Please note that as the duration increases the Log group size data (in GB) and the time taken to query increases. This will in-turn increase the billing cost for CloudWatch.

You can further saves these queries to your CloudWatch Log Insights and run them on demand.

Please update the tenant accordingly from 'console-turbot.cloud.turbot.com' to your tenant Id.

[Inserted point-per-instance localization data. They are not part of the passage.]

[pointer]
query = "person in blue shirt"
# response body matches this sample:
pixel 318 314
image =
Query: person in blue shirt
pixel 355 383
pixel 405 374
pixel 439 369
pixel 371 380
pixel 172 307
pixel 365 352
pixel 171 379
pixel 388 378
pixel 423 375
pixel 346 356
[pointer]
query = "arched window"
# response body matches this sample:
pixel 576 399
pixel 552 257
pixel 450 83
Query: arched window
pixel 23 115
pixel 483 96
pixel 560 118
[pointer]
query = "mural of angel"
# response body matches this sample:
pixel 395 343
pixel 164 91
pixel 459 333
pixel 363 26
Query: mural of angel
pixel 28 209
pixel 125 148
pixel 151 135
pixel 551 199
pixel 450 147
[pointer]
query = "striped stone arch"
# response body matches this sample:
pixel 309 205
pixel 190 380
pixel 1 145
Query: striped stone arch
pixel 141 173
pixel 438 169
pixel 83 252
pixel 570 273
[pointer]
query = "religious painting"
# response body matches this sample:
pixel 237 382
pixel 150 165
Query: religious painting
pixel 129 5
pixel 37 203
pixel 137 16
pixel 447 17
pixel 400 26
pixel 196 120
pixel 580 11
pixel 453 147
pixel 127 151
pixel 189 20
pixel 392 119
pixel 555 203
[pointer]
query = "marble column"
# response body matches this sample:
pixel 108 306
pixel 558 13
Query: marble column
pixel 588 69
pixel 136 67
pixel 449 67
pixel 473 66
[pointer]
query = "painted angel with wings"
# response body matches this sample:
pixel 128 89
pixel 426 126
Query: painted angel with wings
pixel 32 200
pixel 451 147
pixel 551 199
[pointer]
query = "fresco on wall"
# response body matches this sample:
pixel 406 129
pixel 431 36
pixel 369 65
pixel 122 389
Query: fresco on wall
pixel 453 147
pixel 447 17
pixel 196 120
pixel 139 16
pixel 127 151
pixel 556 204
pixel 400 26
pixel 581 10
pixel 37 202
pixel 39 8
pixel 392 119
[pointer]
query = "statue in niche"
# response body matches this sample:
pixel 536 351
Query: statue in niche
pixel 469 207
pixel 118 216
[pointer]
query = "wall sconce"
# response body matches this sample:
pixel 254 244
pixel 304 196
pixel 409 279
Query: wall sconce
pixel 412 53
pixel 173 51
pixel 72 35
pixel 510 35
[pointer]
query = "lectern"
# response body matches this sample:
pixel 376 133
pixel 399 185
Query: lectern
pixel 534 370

fields @timestamp, @message
| filter message='received SQS message' and ispresent(data.msgObj.payload.account)
| filter data.msgObj.type='event.turbot.com:External'
| stats count() as Count by data.msgObj.meta.tenantId as Tenant | sort Count desc | limit 10
fields @timestamp, @message
| filter message='received SQS message' and ispresent(data.msgObj.payload.account) and data.msgObj.meta.tenantId='console-turbot.cloud.turbot.com'
| filter data.msgObj.type='event.turbot.com:External'
| stats count() as Count by data.msgObj.meta.tenantId as Tenant, data.msgObj.payload.account as AccountId
| sort Count desc | limit 15
fields @timestamp, @message
| filter message='received SQS message' and ispresent(data.msgObj.payload.account) and ispresent(data.msgObj.payload.source) and data.msgObj.meta.tenantId='console-turbot.cloud.turbot.com'
| filter data.msgObj.type='event.turbot.com:External'
| stats count() as Count by data.msgObj.meta.tenantId as Tenant, data.msgObj.payload.source as Source
| sort Count desc | limit 15
fields @timestamp, @message
| filter message='received SQS message' and ispresent(data.msgObj.payload.account) and ispresent(data.msgObj.payload.source) and data.msgObj.meta.tenantId='console-turbot.cloud.turbot.com' and data.msgObj.payload.account='123456789012'
| filter data.msgObj.type='event.turbot.com:External'
| stats count() as Count by data.msgObj.meta.tenantId as Tenant, data.msgObj.payload.account as AccountId, data.msgObj.payload.source as Source, data.msgObj.meta.eventRaw as EventName
| sort Count desc | limit 15
fields @timestamp, @message
| filter message='received SQS message' and ispresent(data.msgObj.payload.account) and ispresent(data.msgObj.payload.source) and data.msgObj.meta.tenantId='console-turbot.cloud.turbot.com' and data.msgObj.payload.source='aws.tagging'
| filter data.msgObj.type='event.turbot.com:External'
| stats count() as Count by data.msgObj.meta.tenantId as Tenant, data.msgObj.payload.account as AccountId, data.msgObj.payload.source as Source
| sort Count desc | limit 15

How to fix an event flood?

As an immediate fix, you can move the noisy workspace to a separate TE version so that the neighbouring workspaces are not facing any performance issues or throttles.

If the event is coming from Event Poller, update the policy AWS > Turbot > Event Poller > Excluded Events to exclude the event.

Talk to the respective internal team explaining the issue and ask them to look into the internal automations if any, and/or turn off policies wherever applicable.